Zeit, was ist das eigentlich? Eine messbare, physikalische Einheit oder doch eher ein philosophisches, metaphysisches Konzept? Können zwei Menschen eine unterschiedliche Zeitauffassung haben – und vor allem: Verändert sich unser Zeitgefühl mit dem Alter? Glauben wir nicht oft genug, dass die Zeit im steigenden Alter immer schneller vergeht? Und unsere Erinnerungen immer kürzer werden?

Peter Eagleman, Erzähler und Protagonist in Michael Pleases animiertem Kurzfilm The Eagleman Stag glaubt es. Schon als Kind hatte er ein ausgeprägtes Zeitgefühl. Jahre später – Eagleman ist inzwischen ein renommierter Insektenforscher – ist es zu einer Obsession geworden: Trotz aller Versuche, in seinem Leben niemals zweimal das Gleiche zu unternehmen, kann Eagleman die Beschleunigung der Zeit nicht stoppen. Die Angst vor der eigenen Vergänglichkeit nimmt Eagleman immer mehr ein – und treibt ihn schließlich zu Extremen.

Es ist eine ambitionierte Geschichte, die Please in gerade einmal neun Minuten zu erzählen versucht.
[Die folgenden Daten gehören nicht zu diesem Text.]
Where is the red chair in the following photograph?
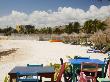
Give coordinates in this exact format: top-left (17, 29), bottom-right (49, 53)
top-left (78, 62), bottom-right (98, 82)
top-left (45, 63), bottom-right (66, 82)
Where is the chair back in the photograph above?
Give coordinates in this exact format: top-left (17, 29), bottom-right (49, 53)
top-left (56, 63), bottom-right (66, 82)
top-left (81, 62), bottom-right (98, 77)
top-left (108, 61), bottom-right (110, 79)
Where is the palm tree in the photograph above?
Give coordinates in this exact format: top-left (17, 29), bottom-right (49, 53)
top-left (73, 22), bottom-right (80, 33)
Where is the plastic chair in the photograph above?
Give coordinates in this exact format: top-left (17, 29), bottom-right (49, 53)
top-left (44, 63), bottom-right (66, 82)
top-left (78, 62), bottom-right (98, 82)
top-left (27, 64), bottom-right (43, 82)
top-left (60, 58), bottom-right (72, 82)
top-left (16, 72), bottom-right (40, 82)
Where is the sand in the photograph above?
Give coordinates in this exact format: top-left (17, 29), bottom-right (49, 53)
top-left (0, 40), bottom-right (107, 82)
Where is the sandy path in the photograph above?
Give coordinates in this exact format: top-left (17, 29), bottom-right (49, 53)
top-left (0, 40), bottom-right (106, 82)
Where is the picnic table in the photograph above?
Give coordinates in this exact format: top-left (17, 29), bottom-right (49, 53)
top-left (8, 66), bottom-right (55, 82)
top-left (69, 58), bottom-right (105, 82)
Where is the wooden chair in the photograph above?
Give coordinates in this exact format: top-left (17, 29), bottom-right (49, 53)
top-left (97, 60), bottom-right (110, 78)
top-left (97, 60), bottom-right (110, 82)
top-left (44, 63), bottom-right (66, 82)
top-left (27, 64), bottom-right (43, 82)
top-left (16, 72), bottom-right (40, 82)
top-left (78, 62), bottom-right (98, 82)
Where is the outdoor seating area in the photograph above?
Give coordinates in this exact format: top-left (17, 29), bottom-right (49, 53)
top-left (8, 57), bottom-right (110, 82)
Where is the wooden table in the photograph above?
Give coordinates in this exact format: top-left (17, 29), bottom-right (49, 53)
top-left (69, 58), bottom-right (105, 82)
top-left (8, 66), bottom-right (55, 82)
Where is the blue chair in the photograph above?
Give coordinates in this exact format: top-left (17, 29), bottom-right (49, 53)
top-left (27, 64), bottom-right (43, 67)
top-left (16, 72), bottom-right (40, 82)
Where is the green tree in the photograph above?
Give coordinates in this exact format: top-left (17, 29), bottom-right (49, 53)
top-left (64, 22), bottom-right (73, 34)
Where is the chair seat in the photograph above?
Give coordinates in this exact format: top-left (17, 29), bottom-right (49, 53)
top-left (97, 78), bottom-right (110, 82)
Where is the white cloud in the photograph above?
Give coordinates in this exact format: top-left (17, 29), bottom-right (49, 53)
top-left (0, 5), bottom-right (110, 27)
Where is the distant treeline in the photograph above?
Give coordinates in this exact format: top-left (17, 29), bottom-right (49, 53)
top-left (0, 19), bottom-right (107, 35)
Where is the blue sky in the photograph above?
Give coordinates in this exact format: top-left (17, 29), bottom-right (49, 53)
top-left (0, 0), bottom-right (110, 16)
top-left (0, 0), bottom-right (110, 28)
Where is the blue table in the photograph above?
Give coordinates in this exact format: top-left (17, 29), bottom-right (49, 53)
top-left (8, 66), bottom-right (55, 82)
top-left (69, 59), bottom-right (105, 82)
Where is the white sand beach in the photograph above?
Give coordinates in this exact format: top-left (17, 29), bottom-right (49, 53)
top-left (0, 40), bottom-right (107, 82)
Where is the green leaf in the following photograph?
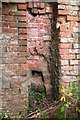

Doch dem Filmemacher gelingt es, anhand weniger ausgewählter Episoden aus Eaglemans Leben ein erstaunlich komplexes Charakterbild zu schaffen: Eagleman ist geistreich und humorvoll, gleichzeitig aber auch ein selbstverliebter Griesgram, wie sich schnell herausstellt. Wie die Erinnerungen Eaglemans wird auch die Erzählung im Verlauf des Films immer rastloser, schneller, die einzelnen Passagen kürzer, bis es schließlich in einem ebenso fulminanten wie offenen Finale endet.

Dass diese Erzählung so gut funktioniert, ist vor allem der Umsetzung und Gestaltung zu verdanken. Auch in dieser Hinsicht ist The Eagleman Stag eine beeindruckende Arbeit. 115 einzelne Sets haben Please und sein Team für den Film im Vorfeld gebastelt. Sämtliche Figuren und Hintergründe sind aus einem speziellen Schaum gefertigt und bis hin zu einzelnen Grashalmen in Handarbeit entstanden. Der gesamte Film wurde anschließend in Stop-motion gefilmt und kommt fast ganz ohne nachträgliche Computerhilfe aus. Da Please gänzlich auf Farbe verzichtet, spielt die gezielte Verwendung von Licht, Schatten und Kontrasten eine besondere Rolle. Gepaart mit gelungener Kameraführung, entwickelt der Stil schnell eine eigene – und faszinierende – Dynamik.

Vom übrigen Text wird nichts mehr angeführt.